Krasniqi dopo il fallimento del KE: giorno amaro per il Kosovo, le elezioni anticipate sono necessarie

Il presidente del Partito Democratico del Kosovo Memli Krasniqi ha detto che oggi è una giornata amara per il Kosovo e i suoi cittadini, poiché oggi non è riuscita ad aderire al Consiglio d'Europa. Krasniqi ha detto che invece di “, abbiamo dimostrato un successo che rafforzerebbe la democrazia, lo stato di diritto e la nostra cittadinanza [...]

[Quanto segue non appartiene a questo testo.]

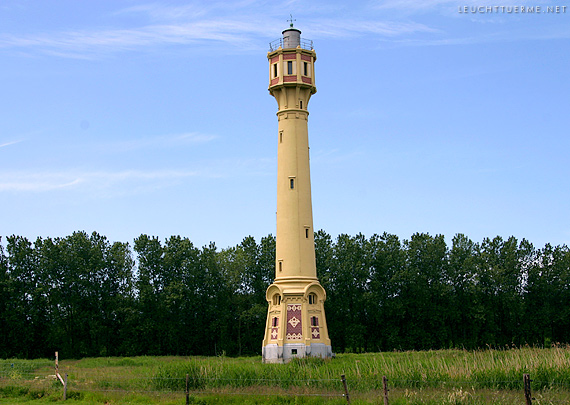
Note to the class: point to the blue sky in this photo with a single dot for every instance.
(130, 117)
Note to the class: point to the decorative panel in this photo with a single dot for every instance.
(294, 325)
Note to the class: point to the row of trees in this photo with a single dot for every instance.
(85, 296)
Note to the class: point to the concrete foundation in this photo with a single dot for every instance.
(273, 353)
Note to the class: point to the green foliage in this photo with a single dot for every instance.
(84, 296)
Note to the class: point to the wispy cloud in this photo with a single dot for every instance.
(164, 141)
(246, 24)
(90, 181)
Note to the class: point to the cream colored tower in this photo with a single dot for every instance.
(296, 324)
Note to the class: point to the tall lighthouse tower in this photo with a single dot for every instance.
(296, 324)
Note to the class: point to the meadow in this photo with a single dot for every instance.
(422, 377)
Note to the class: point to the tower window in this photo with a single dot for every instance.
(276, 299)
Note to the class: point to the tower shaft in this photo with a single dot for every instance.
(296, 324)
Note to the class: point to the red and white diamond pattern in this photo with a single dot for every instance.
(294, 325)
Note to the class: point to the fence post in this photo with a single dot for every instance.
(343, 378)
(526, 385)
(385, 384)
(65, 388)
(187, 391)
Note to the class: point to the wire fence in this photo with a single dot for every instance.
(77, 380)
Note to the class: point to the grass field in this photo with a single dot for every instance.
(431, 377)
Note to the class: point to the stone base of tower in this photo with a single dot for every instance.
(296, 324)
(273, 353)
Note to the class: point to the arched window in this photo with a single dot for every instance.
(276, 299)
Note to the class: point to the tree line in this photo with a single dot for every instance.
(85, 296)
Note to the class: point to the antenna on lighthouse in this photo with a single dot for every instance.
(291, 20)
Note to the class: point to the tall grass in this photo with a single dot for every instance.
(456, 372)
(492, 369)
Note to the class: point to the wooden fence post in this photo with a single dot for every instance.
(343, 378)
(187, 391)
(65, 388)
(526, 385)
(385, 385)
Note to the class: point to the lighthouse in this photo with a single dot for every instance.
(296, 324)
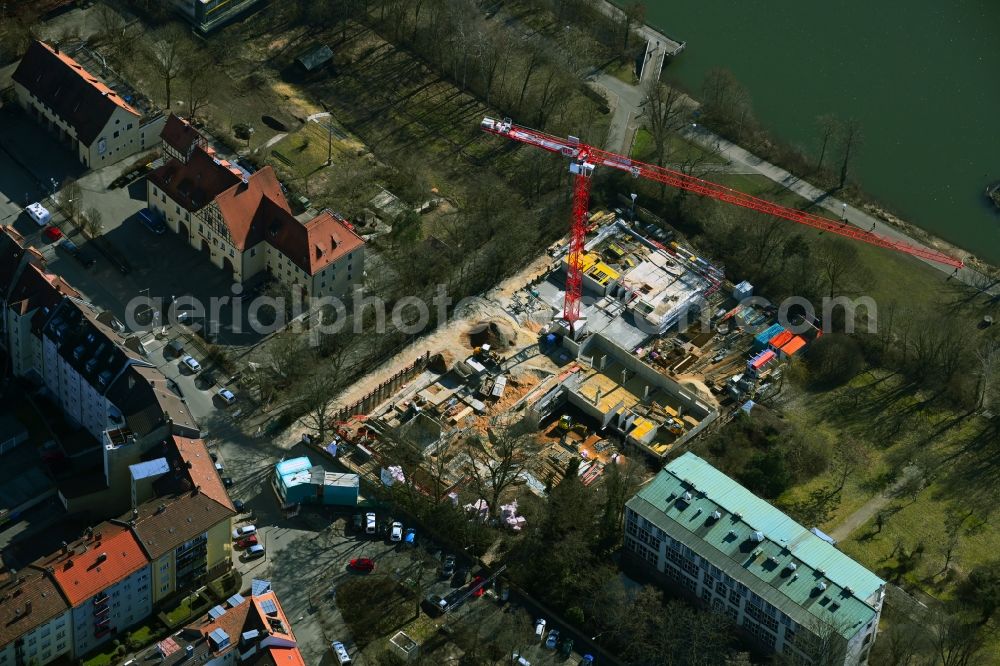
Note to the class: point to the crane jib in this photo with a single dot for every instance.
(573, 149)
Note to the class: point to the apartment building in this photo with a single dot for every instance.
(705, 536)
(73, 351)
(243, 224)
(81, 110)
(28, 293)
(184, 527)
(73, 601)
(245, 630)
(35, 619)
(105, 577)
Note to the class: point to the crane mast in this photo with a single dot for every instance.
(584, 158)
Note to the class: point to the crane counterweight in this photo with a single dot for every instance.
(585, 157)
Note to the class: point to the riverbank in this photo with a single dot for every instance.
(846, 68)
(864, 214)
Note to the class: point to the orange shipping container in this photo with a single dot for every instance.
(794, 345)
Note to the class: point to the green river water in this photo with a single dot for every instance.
(923, 78)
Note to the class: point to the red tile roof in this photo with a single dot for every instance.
(28, 600)
(196, 183)
(95, 564)
(34, 288)
(180, 135)
(64, 86)
(318, 243)
(201, 469)
(250, 204)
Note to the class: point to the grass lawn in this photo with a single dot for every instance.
(101, 658)
(374, 606)
(679, 149)
(899, 429)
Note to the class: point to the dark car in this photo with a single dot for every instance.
(460, 578)
(363, 564)
(448, 566)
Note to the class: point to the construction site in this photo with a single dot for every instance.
(619, 343)
(624, 383)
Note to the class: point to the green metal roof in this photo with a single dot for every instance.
(785, 566)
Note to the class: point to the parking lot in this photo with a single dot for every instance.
(307, 557)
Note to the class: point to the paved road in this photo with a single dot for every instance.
(868, 510)
(807, 190)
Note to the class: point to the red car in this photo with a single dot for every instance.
(363, 564)
(246, 542)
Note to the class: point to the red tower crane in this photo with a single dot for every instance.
(584, 158)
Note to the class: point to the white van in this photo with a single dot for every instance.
(38, 213)
(340, 652)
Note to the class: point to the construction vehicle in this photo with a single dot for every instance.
(484, 354)
(584, 158)
(565, 423)
(674, 426)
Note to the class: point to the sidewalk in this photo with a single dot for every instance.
(851, 214)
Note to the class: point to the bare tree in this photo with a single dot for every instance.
(988, 356)
(198, 84)
(850, 140)
(829, 126)
(665, 115)
(165, 51)
(317, 395)
(496, 463)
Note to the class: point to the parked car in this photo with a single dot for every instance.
(364, 564)
(38, 213)
(540, 628)
(152, 222)
(246, 530)
(448, 566)
(476, 581)
(246, 542)
(340, 652)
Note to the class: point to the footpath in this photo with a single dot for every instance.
(627, 100)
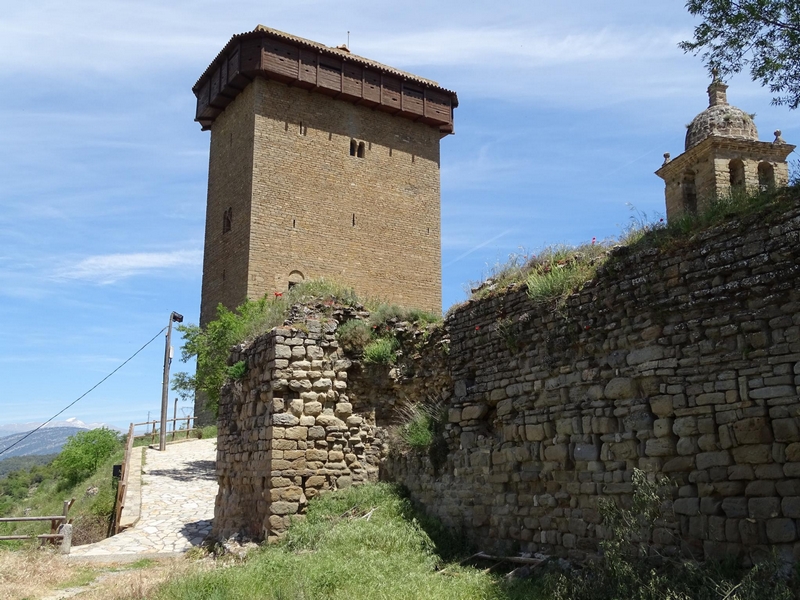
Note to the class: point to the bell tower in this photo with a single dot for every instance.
(722, 155)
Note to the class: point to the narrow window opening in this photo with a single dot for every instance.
(689, 193)
(736, 168)
(766, 176)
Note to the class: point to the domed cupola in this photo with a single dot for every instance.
(723, 155)
(720, 118)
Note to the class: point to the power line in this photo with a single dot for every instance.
(4, 450)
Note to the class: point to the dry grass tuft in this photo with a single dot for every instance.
(31, 572)
(45, 574)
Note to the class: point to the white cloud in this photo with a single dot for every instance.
(109, 268)
(533, 46)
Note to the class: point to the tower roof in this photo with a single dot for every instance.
(296, 61)
(720, 118)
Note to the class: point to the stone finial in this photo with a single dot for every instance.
(717, 91)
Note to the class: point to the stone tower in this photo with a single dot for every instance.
(722, 154)
(322, 164)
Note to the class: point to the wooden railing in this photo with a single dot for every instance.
(122, 486)
(153, 426)
(62, 531)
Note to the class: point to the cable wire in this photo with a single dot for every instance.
(68, 406)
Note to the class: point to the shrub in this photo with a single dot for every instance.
(381, 351)
(354, 335)
(629, 568)
(238, 370)
(418, 429)
(557, 281)
(83, 452)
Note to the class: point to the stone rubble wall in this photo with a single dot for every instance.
(683, 361)
(287, 432)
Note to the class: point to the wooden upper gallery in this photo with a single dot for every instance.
(295, 61)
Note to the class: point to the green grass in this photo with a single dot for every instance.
(382, 351)
(358, 543)
(94, 500)
(559, 270)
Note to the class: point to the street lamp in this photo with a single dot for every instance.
(162, 438)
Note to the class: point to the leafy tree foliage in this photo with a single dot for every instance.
(762, 34)
(15, 485)
(210, 347)
(83, 452)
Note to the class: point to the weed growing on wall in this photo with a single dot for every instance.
(210, 346)
(237, 370)
(382, 351)
(628, 567)
(354, 335)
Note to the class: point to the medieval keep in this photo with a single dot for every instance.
(322, 164)
(722, 154)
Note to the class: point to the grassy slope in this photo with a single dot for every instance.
(337, 552)
(89, 512)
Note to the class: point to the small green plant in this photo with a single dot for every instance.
(508, 332)
(557, 281)
(238, 370)
(418, 428)
(629, 568)
(354, 335)
(83, 452)
(207, 432)
(382, 351)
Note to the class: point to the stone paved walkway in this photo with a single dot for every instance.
(179, 487)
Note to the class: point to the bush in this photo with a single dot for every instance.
(83, 452)
(558, 281)
(238, 370)
(354, 336)
(629, 568)
(381, 351)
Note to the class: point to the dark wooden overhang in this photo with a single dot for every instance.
(298, 62)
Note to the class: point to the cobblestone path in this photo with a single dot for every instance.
(179, 487)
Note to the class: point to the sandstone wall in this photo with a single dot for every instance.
(287, 431)
(684, 361)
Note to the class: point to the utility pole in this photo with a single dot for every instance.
(162, 438)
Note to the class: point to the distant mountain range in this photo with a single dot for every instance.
(48, 440)
(12, 428)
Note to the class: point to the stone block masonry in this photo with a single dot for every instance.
(683, 362)
(288, 432)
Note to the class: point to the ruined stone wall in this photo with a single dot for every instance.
(287, 432)
(682, 361)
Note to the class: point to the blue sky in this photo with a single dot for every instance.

Il presidente del Partito Democratico del Kosovo Memli Krasniqi ha detto che oggi è una giornata amara per il Kosovo e i suoi cittadini, poiché oggi non è riuscita ad aderire al Consiglio d'Europa.
Krasniqi ha detto che invece di “s dimostrando un successo che rafforzerebbe la democrazia, lo stato di diritto e la nostra cittadinanza, e per ciò che è stato lavorato a lungo, oggi stiamo assistendo alla perdita di sostegno dei nostri partner internazionali
“Questo governo, questo potere, senza escludere nessuna delle responsabilità delle istituzioni statali, non ha concluso un lavoro quasi fatto. Il suo sostegno si è trasformato in ignorato. Belief nella delusione. E il futuro sicuro dei nostri cittadini l'ha trasformato in un alto disegno di legge politico che dovrebbero pagare lo stesso”, Krasniqi ha scritto.
Inoltre, ha detto che l'accesso alla Corte europea dei diritti dell'uomo a Strasburgo, dove i principi della giustizia della legge europea dei diritti dell'uomo - che è anche ignorato all'interno della Costituzione della Repubblica del Kosovo - sarebbe di grande beneficio per i cittadini e lo stato del Kosovo.
“Dopo l'espulsione della Russia dal Consiglio d'Europa nel marzo del 2022, come il PDK abbiamo immediatamente insistito affinché il Kosovo iniziasse le procedure per entrare a far parte di questa organizzazione, dando il nostro sostegno incolto ad ogni passo di questo processo. Purtroppo, oggi, due anni dopo, quando tutto era pronto dopo che avevamo assicurato il sostegno di cui avevamo bisogno, a causa della completa incapacità e dell'estrema responsabilità del nostro governo, anche questa opportunità è stata persa. Peggio ancora, un tal caso che non sappiamo quando saremo di nuovo...
Krasniqi ha detto che i cittadini del Kosovo hanno oggi tutto il diritto di sentirsi indignati e non rappresentati, perché essi e lo stato del Kosovo hanno meritato sempre di più.
“Al PDK, la strada per l'integrazione europea del nostro stato è irriverente. La nostra dedizione alla giustizia, alla democrazia e ai pieni diritti per ogni cittadino del Kosovo rimane ferma. Quindi, andando alle prime elezioni, creando un nuovo governo, accreditabile, competente e responsabile, che rimuove il Kosovo dall'isolamento e lo dirige dalla sicura integrazione euro-atlantica. Oggi, anche ufficialmente questo potere ha perso la sua legittimità. Lo stato ha bisogno di cittadini e devono dire la loro parola!